The insurance industry is poised for a shakeup as consumers start taking a self-service approach to insuring themselves against theft, loss or damage to their valuable goods.

Major retailers are at the forefront of this transformative trend. The seamless integration of insurance policies into existing products and services is allowing them to branch out into new revenue streams and enhance value for their customers.

Embedded insurance – the real-time bundling of insurance with a purchase or at the point of sale – is not a new concept. Cellular service providers have enticed customers with limited, free insurance as part of cell phone upgrades for some time. These deals are often pitted against similar value-adds from competitors, like extended care plans for example.

“While there are many examples of embedded insurance in practice, these non-traditional channels will increasingly drive insurance-premium sales,” says Charlotte Koep, CEO of Root Platform. Deloitte forecasts that embedded sales of property and casualty insurance alone will reach $700-billion globally by 2030.

Embedded insurance can also address the widening protection gap in South Africa. For this reason, the demand for embedded insurance will keep rising. Insight Survey’s short term insurance industry report notes that embedded options can reduce this gap by allowing consumers to purchase insurance at the point of sale. It also gives them immediate cover from their trusted brands.

“Embedded insurance offers underinsured markets the convenience of access to insurance right where people typically make their purchases. These channels increasingly include retailers’ websites and apps due to the widespread use of connected devices. Consumers are also more likely to opt for bundled insurance offers when dealing with a trusted brand. Suggesting cover as customers make high-value purchases is a great way to keep insurance top-of-mind and add value,” says Koep.

“Insurance is an important but often a neglected after-thought. When it’s included in the purchase, the decision becomes a no-brainer for many consumers. In this way, a more streamlined approach to the insurance process will attract customers.”

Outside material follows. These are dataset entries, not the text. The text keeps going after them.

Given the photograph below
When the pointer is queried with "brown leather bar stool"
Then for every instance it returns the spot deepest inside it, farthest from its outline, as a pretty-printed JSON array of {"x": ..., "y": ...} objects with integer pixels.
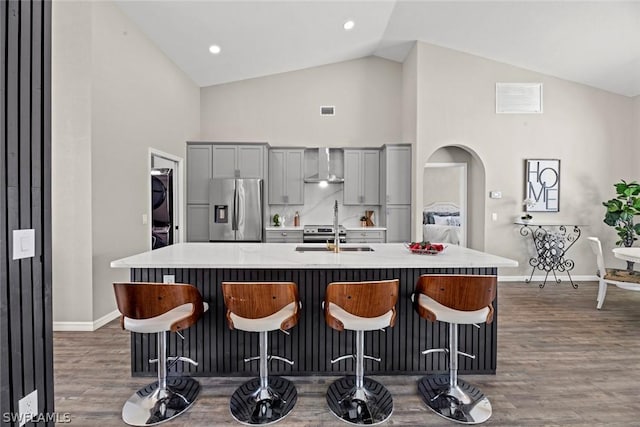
[
  {"x": 157, "y": 308},
  {"x": 360, "y": 307},
  {"x": 457, "y": 300},
  {"x": 262, "y": 307}
]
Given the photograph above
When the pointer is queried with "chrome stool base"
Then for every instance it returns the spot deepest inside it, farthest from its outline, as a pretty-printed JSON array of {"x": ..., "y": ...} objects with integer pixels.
[
  {"x": 151, "y": 405},
  {"x": 372, "y": 404},
  {"x": 464, "y": 404},
  {"x": 251, "y": 405}
]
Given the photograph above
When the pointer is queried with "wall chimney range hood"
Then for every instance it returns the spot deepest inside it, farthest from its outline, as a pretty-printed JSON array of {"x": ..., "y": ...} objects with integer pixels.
[{"x": 327, "y": 168}]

The deal is in the details

Consumers are becoming more focused on value, convenience and the overall buying experience. This is driving adoption of embedded insurance deals and the rapid evolution of the embedded insurance landscape.

Retailers can access customer-focused insurance services relatively easily by partnering with technology providers that offer tailored technology solutions.

“These partnerships will allow retailers to quickly launch insurance products, streamline administrative tasks and comply with industry regulations,” Koep says. “Retail businesses can continue focusing on customer experiences, building brand loyalty and driving growth.”

She adds that technology service providers take the complexity out of integrating embedded services into retailers’ online or physical IT systems. In this way, they can benefit more quickly from additional, commission-based revenue streams and novel customer retention strategies.

Retailers also have a unique advantage in that they understand their customers’ needs and preferences, allowing them to better tailor insurance solutions.

Digital insurance platforms can be rapidly customised to suit a given retailer’s needs. “Consumer needs can be addressed by insurance products that suit the individual or a given product. This could vary quite wildly based on the way, say, a smartphone compared to a trailer is used,” Koep says.

If you can’t beat them …

Legacy insurers struggling to stay relevant in a rapidly evolving market are having to rethink their market landscape, business models and operating structures.

“Embedded insurance is both a growth opportunity and a potential threat. For these players, however, the dynamic is no different: it’s a matter of meeting customer needs as well as the growing expectations of value and personalisation,” Koep notes.

Legacy insurers can capitalise on opportunities to partner with insurance technology providers as part of their strategic considerations and a new market approach. This will give them ‘cover’ against losses from dated, traditional models. It also opens new revenue streams, access to vast, relevant information about their markets, and potential savings through a shrinking need to advertise.

“Overall, the changing technology and social context provides an incentive for legacy insurers and retailers to attract new customers through convenient, integrated insurance solutions. Advanced technology platforms can unlock the full potential of digital insurance distribution and embedded solutions to stay a step ahead,” she says.